Wild Ripple son un valor seguro cada vez que actúan en sala en Valencia, y por eso, pese a la escasísima afluencia de público a la hora de su concierto, la media hora de desparrame y distorsión guitarrera se hizo corta. El trío formado por Manolete Blanco (voz y guitarra), Mario Aguilera (batería) y Miguel Izquierdo (bajo) interpretó temas de su disco debut, de título homónimo, publicado a finales de 2016. En esas piezas -algunas, breves y concisas, y otras, largas y tendidas- los valencianos dieron rienda suelta al garage punk que fluye por sus venas. La guitarra fuzzera y la voz deformada trajeron a nuestros oídos reminiscencias del rock de la escuela Ty Segall y también del stoner desértico de los 90 al más puro estilo Kyuss.

Actuación de Wild Ripple.

Actuación de Wild Ripple.

Con la llegada del turno de Fuckaine, no se produjo un incremento significativo en la asistencia de público, lo que privó a los asistentes de la gran fiesta que se intuía -y que podría haber sido de haberse celebrado el concierto el fin de semana- al escuchar en disco los temas de Pizza Valentine. De todos modos, a Fran Meneses no le hace falta tocar en un estadio para ofrecer un recital de gritos, saltos y acrobacias arriesgadas mientras entona las letras junto con Tábata Prado.

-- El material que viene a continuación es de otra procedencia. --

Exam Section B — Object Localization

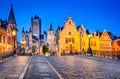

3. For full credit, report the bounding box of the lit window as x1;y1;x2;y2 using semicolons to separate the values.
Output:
3;36;5;43
66;38;68;43
69;21;71;25
69;32;71;35
0;35;2;43
72;38;75;43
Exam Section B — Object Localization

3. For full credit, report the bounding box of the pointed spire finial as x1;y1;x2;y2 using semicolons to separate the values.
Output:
22;27;24;32
50;23;52;30
29;27;32;32
8;4;16;24
68;12;72;19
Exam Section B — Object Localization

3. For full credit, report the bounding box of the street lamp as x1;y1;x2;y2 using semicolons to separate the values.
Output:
69;42;73;55
87;34;92;56
59;45;63;55
21;40;26;52
12;29;17;54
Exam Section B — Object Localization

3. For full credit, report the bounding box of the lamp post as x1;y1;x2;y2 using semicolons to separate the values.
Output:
59;45;63;55
21;40;26;52
87;34;92;56
69;42;73;55
12;29;17;54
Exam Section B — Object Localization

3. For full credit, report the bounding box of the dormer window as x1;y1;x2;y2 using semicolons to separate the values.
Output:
69;21;71;25
69;32;71;35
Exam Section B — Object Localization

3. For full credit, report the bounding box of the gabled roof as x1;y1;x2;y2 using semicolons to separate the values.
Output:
100;30;111;40
8;4;16;24
32;35;38;40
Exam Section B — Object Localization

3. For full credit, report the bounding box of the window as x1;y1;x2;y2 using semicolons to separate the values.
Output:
69;21;71;25
3;36;5;43
0;35;2;43
72;38;75;43
69;32;71;35
69;38;71;42
65;38;68;43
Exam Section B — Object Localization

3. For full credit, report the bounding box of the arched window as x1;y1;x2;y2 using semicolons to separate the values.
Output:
0;35;2;43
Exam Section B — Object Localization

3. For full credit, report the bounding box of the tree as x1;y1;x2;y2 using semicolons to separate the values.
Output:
43;45;49;55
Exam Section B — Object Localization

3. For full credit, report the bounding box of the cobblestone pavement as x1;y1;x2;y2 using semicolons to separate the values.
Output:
0;56;30;79
46;56;120;79
24;56;59;79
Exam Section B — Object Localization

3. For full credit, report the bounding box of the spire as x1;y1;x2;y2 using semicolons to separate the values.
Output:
50;23;52;30
68;12;72;20
22;27;24;32
29;27;32;32
8;4;16;24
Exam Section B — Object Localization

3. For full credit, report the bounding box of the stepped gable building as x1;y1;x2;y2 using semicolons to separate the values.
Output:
0;5;17;53
22;15;42;55
59;16;80;55
47;24;56;52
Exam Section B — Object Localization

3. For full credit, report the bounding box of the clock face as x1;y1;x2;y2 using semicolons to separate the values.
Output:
117;40;120;47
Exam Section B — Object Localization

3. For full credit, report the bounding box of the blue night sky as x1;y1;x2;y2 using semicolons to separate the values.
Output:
0;0;120;41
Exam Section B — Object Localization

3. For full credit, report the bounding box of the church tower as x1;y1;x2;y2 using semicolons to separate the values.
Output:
7;4;18;47
31;15;41;39
8;4;17;29
47;24;55;52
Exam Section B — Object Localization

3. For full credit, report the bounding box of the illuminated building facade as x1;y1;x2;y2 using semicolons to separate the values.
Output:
59;16;80;55
56;16;120;55
0;5;17;53
22;16;42;55
47;24;56;52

Así, los madrileños arrancaron con “Fuck to the Buture” y continuaron con temas del álbum como “Whitepool” o el gran single “Whistle”, en una actuación que apenas superó la media hora de duración. Pese al “downgrade” en el sonido, -la limitada capacidad acústica de la sala y el equipo que la banda había traído- el cuarteto consiguió empapar, al menos, al personal con esa macedonia de rock, noise y electrónica de sintes, mezclando a la perfección el contraste de psicodelia alucinógena y rabia ruidosa.